2 - Chaque rendez-vous, un commencement

Lui

Avant de venir à ce rendez-vous…

Elle

Étrange rendez-vous. Comme moi, tu ne pensais pas que ce fût une bonne idée?

Lui

Nos bonnes idées ont-elles jamais coïncidé?

Elle

C’est vrai que nos vies se tissent l’une sans l’autre…

Lui

Il faut dire que nous sommes particulièrement habiles à en couper le fil…

Elle

Malgré tout, elles se tissent bien serrées entre nos légendes dorées, les seules…

Lui

Vraies.

Elle

Ou presque. Je ne sais pas, je ne sais plus. J’ai toujours cru vivre pleinement quand plus personne n’est là. Quand personne ne me voit, que je suis sur le point de disparaître de la bonne façon. Quand, dans une sorte d’état second, je m’éloigne de moi, en amoureuse…

Lui

En amoureuse?

Elle

Oui, quand je m’oublie et que j’écris. Quand plus rien n’embarrasse ma table, et qu’au milieu de ma chaise, je respire enfin : pleine du monde, je rayonne, seule avec mes chats.

Lui

Je te suis et j’aime te savoir ainsi.
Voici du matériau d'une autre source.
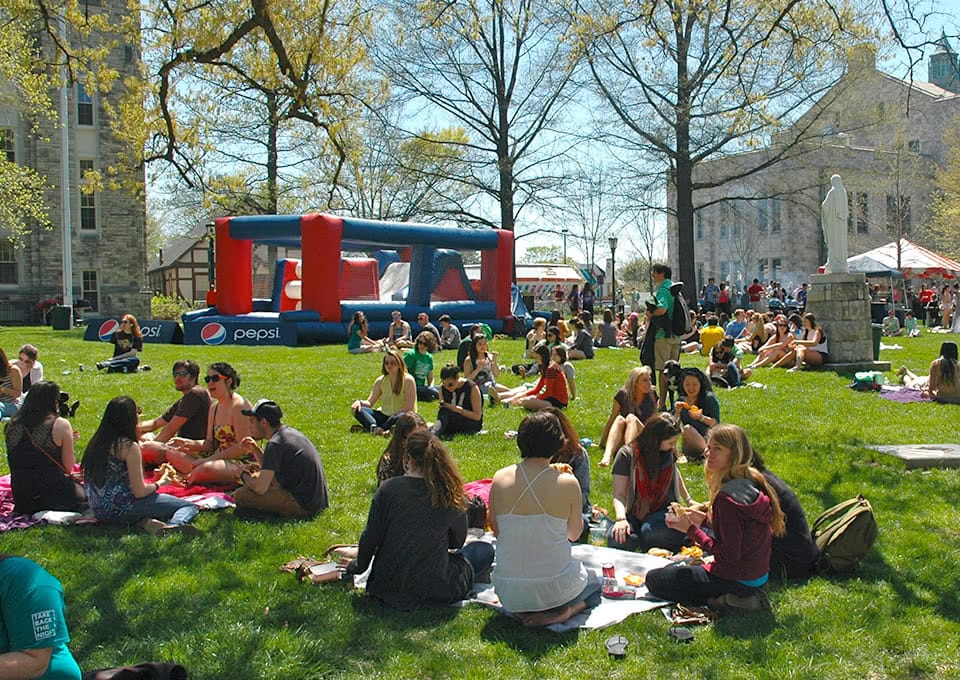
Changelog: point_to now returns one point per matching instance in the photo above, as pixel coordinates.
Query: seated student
(606, 332)
(724, 365)
(891, 324)
(575, 455)
(396, 391)
(461, 404)
(633, 404)
(698, 410)
(358, 341)
(40, 455)
(419, 361)
(11, 386)
(391, 460)
(582, 347)
(33, 627)
(127, 341)
(646, 480)
(214, 458)
(793, 555)
(291, 481)
(186, 418)
(744, 515)
(710, 335)
(943, 382)
(31, 370)
(535, 511)
(416, 529)
(910, 326)
(449, 333)
(113, 475)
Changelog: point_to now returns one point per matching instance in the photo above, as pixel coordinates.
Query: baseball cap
(265, 408)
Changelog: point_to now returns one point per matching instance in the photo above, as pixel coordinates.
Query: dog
(65, 408)
(672, 378)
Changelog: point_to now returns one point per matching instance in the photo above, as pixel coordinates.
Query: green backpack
(844, 535)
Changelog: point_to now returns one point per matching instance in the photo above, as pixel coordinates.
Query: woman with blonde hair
(744, 514)
(416, 528)
(394, 388)
(633, 404)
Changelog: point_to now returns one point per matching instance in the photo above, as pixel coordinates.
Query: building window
(90, 290)
(88, 202)
(84, 106)
(9, 274)
(775, 208)
(8, 144)
(863, 213)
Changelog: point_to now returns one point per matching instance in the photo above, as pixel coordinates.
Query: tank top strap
(529, 488)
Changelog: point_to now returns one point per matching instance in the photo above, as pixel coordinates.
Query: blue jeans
(163, 506)
(650, 532)
(370, 419)
(480, 556)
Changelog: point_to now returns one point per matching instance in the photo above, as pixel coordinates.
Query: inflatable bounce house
(410, 267)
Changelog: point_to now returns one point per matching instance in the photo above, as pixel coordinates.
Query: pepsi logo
(213, 333)
(107, 329)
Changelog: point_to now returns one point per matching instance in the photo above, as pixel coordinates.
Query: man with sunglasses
(186, 418)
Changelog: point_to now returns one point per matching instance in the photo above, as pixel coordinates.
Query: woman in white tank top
(535, 513)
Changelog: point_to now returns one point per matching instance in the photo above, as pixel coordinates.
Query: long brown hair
(658, 428)
(741, 455)
(405, 425)
(439, 470)
(397, 386)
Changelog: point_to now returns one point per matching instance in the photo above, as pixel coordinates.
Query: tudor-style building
(107, 227)
(882, 134)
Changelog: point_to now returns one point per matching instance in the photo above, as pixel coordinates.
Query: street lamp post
(613, 271)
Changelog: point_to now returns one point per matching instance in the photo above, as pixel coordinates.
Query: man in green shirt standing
(666, 346)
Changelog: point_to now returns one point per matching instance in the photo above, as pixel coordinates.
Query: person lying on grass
(214, 459)
(744, 514)
(535, 511)
(633, 404)
(416, 529)
(943, 382)
(113, 476)
(394, 388)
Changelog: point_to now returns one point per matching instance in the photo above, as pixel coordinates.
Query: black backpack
(680, 321)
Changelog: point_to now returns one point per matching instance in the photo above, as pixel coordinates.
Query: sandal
(617, 646)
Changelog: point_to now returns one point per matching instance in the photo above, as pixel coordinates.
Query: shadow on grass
(533, 643)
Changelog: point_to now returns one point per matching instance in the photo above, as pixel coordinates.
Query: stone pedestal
(841, 304)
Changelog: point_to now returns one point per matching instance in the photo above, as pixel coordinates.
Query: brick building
(108, 227)
(882, 134)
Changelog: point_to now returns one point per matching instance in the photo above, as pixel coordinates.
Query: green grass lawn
(218, 604)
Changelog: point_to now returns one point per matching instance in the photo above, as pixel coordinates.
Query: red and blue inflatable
(410, 267)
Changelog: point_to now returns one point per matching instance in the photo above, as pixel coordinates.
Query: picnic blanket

Je connais aussi des états singuliers qui, contrairement aux tiens, m’enchaînent et m’étreignent… tant. Car alors, tout ce qui m’entoure, m’accable, m’oppresse, je respire mal, et puis, je ne respire plus… une sorte d’état catatonique.

Elle

Tu imploses… et j’explose.

Lui

Joli bal! Joyeuse bombe! Quel beau ménage nous aurions fait! Tes légendes dorées, mes histoires bien noires seraient nos uniques vérités?

Elle

Il y en a peut-être d’autres… Si c’était plutôt une affaire d’éclosion. Comme l’énergie du grand commencement.

Lui

Oui, chacun de nos rendez-vous était un commencement.

Elle

Oui, et chaque fois, le vertige virginal de la première caresse laissait hors de nous une trace que rien n’effaçait…

Lui

Hum… Gymnastique périlleuse!

Elle

Seule l’inconscience permettait à nos amours de survivre.

Lui

L’inconscient est un pays noir…

Elle

Oui, d’un noir délirant et lumineux… Nous nous sommes aimés de loin en loin.

Lui

Gare aux cœurs qui se dévorent à distance!

Elle

Petits animaux flairant leurs traces, chaque fois, fous, offerts, intenses.

Lui

À vrai dire, l’amour ne console pas.

Elle

Tu as raison. L’amour est trop… éblouissant.